Esordisce così Dario Trucchi, presidente di Confcommercio a Ventimiglia, al termine del suo incontro con i media della provincia di Imperia.

“Non vogliamo esprimere un parere su questo argomento, ma come presidente di una delle più rappresentative associazioni sul territorio, abbiamo deciso di approfondire la questione richiedendo un incontro con la maggioranza in Comune e successivamente anche con le forze di opposizione.
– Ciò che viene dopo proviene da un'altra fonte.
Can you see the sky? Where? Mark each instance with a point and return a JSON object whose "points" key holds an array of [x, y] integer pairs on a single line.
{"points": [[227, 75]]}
Subito dopo, nei prossimi giorni, vogliamo ascoltare anche i nostri associati, con incontri divisi per categorie per non creare assembramenti”.

“Tra i nostri associati – dice Trucchi – ci sono dissapori, alcuni sono contrari, altri ne vogliono sapere di più. Per dare risposte a tutti daremo mandato ad un legale amministrativista che controllerà la bontà della pratica e conseguentemente noi potremo dare risposte più dettagliate e supportate da un parere super-partes. Saremo cioè in grado di interloquire sia con la parte politica che con quella del commercio”.

“Ci stiamo lavorando, abbiamo già inviato una lettera in Comune e aspettiamo una risposta a breve dato che sicuramente anche la pubblica amministrazione è interessata a conoscere la nostra posizione, ed entro la fine della prossima settimana incontreremo gli associati della Confcommercio per poi dare voce alle loro opinioni”.

“Ad oggi – conferma Trucchi – non abbiamo ancora ben capito se questa pratica potrebbe permettere l’apertura di un centro commerciale che potrebbe, in positivo o in negativo, avere ripercussioni sul tessuto economico di Ventimiglia. In questo momento storico così particolare è necessario fare molta attenzione a quelle che saranno le decisioni e prima di prendere posizione noi vogliamo avere un quadro completo e dettagliato”.

“Dobbiamo anche conoscere quella che potrebbe essere la ricaduta occupazionale, un altro aspetto importante, ci servono delle garanzie anche in questo senso. Ci devono spiegare nel dettaglio cosa potrebbe esser fatto, come verrà fatto, quante possibilità di sviluppo e di impiego offrirà. È fondamentale per la nostra associazione avere un quadro a 360 gradi di questa delicata pratica”.